The panel made the decision on the basis of written submissions from both parties’ lawyers, according to legal firm Anthony Gold, which acted for the landlord together with barristers Justin Bates and Brooke Lyne of Landmark Chambers.

NRLA support

The landlord’s successful appeal to the Court of Appeal was supported by the National Residential Landlords Association.

sarah cummins gas safety

“The Court’s decision will be welcomed by private sector landlords who feared that a failure to provide the gas safety certificate before occupation permanently prevented them from recovering possession of their properties,” says senior associate solicitor at Anthony Gold, Sarah Cummins (pictured).

“It has been nearly two years since the Court of Appeal’s judgment and the Supreme Court’s decision to refuse to hear the tenant’s appeal now brings some certainty to this difficult area of law.

“There is no requirement for the Supreme Court to explain its reasons, but it may be that the promised abolition of section 21 notices played some role in the court’s decision to refuse permission to appeal.”

Main Pic: Trecarrel House in St Ives, Cornwall, the property involved in the case.

3 COMMENTS

  1. It must be good practice to ensure a Gas Cert is issued in a timely fashion.

    I suggest following the deposit regulations.
    30 days to issue a Gas Cert from date of tenancy commencement.

    It is possible for a Gas Cert to be issued 1 month ahead of expiry of the existing Gas Cert.

    It cannot be fair to effectively only need to issue a Gas Cert before a S21 issue.

    Adopting a 30 day issue period would be reasonable if not done before the existing Gas Cert expires.

    No tenant should ever be in a position where they have been without a Gas Cert longer than 30 days after the tenancy has commenced whether or not occupation has started.

    I believe the same should be for all other things such as EICR.

    LL should have no more than 30 days from tenancy provision to supply all relevant certs etc.

    • The Gas Safety Regulations require the service of the certificate before the tenant moves in and have done so since 1998. There is no reason to serve this after the tenant has moved in as you must have the check done before the tenant moves in. This is the same for the electrical safety certificate. You already need to provide other paperwork before the tenant moves in so why do you need extra time to provide this important document?

      You can be prosecuted under the Gas Safety Regulations or the Electrical Safety Standards Regulations for not providing either of the certificates.

      A CP12 can be issued TWO months before the current one epires and treated as being issued on the expiry date.

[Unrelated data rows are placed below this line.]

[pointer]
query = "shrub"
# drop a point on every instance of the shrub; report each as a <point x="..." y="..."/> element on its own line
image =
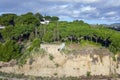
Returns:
<point x="51" y="57"/>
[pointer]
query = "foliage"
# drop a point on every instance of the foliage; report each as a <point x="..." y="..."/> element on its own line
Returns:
<point x="25" y="27"/>
<point x="51" y="57"/>
<point x="9" y="50"/>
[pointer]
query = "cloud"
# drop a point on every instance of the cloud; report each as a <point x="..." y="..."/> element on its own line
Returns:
<point x="80" y="1"/>
<point x="88" y="10"/>
<point x="111" y="13"/>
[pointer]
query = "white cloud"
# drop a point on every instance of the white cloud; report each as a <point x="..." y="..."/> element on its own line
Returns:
<point x="87" y="9"/>
<point x="113" y="3"/>
<point x="111" y="13"/>
<point x="81" y="1"/>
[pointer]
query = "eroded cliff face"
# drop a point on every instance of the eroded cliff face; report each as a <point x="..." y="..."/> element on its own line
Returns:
<point x="87" y="61"/>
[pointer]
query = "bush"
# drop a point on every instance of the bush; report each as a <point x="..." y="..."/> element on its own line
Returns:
<point x="36" y="42"/>
<point x="9" y="50"/>
<point x="51" y="57"/>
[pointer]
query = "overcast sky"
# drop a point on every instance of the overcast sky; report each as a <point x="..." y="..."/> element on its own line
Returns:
<point x="91" y="11"/>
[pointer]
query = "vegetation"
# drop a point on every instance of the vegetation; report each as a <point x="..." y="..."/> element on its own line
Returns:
<point x="19" y="30"/>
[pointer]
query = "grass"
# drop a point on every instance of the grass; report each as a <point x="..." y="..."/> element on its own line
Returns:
<point x="84" y="43"/>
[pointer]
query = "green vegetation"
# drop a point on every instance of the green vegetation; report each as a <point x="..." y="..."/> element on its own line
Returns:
<point x="51" y="57"/>
<point x="23" y="29"/>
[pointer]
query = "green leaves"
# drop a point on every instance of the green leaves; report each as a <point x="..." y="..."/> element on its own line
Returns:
<point x="9" y="50"/>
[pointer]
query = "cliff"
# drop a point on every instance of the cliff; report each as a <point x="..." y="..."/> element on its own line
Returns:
<point x="69" y="62"/>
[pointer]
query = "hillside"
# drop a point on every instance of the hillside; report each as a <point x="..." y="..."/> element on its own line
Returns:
<point x="84" y="60"/>
<point x="30" y="47"/>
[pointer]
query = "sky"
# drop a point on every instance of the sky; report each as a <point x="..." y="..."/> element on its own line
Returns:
<point x="90" y="11"/>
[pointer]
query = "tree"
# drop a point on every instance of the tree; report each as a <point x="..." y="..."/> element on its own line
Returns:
<point x="39" y="16"/>
<point x="8" y="19"/>
<point x="54" y="18"/>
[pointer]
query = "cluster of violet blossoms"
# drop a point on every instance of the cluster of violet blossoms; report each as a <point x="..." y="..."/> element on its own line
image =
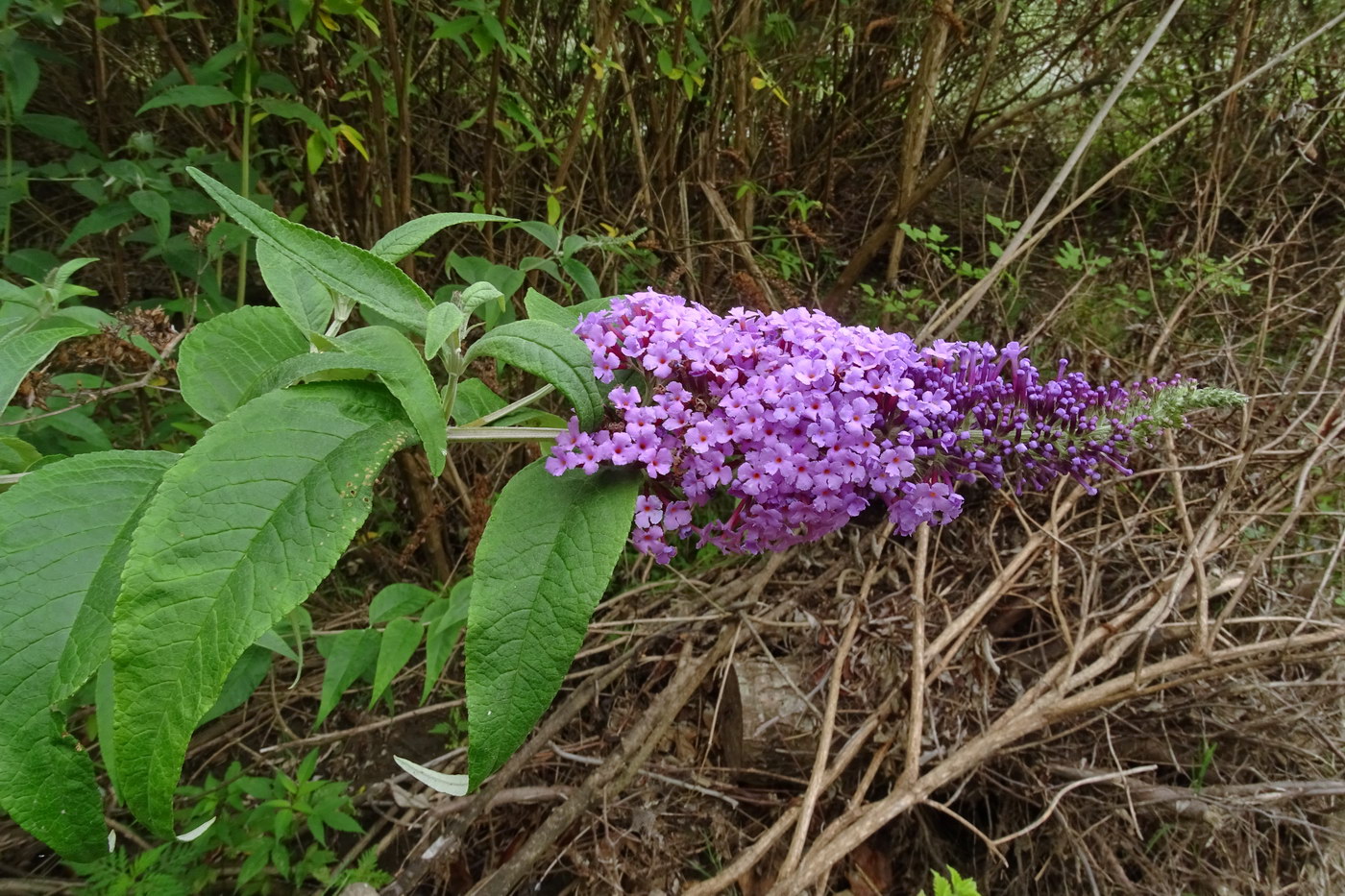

  2. It is reasonable that landlords should be expected to check gas services are safe. As I see it, this is the crux of the matter. A certificate confirms this has been done, but the absence of one doesn’t necessarily mean it hasn’t. Not sharing the certificate due to a clerical error should be a very minor infringement. Not sharing one because you haven’t checked the gas services is a lot bigger an issue. Furthermore, missing the annual deadline by a few days for logistical reasons should be a lot less of an issue than not doing it at all. As for S21, I am struggling to see the logical linkage to whether or not the gas has been checked. It seems to me like a totally separate issue, so on this rare occasion, the legal system just about got it right in the end.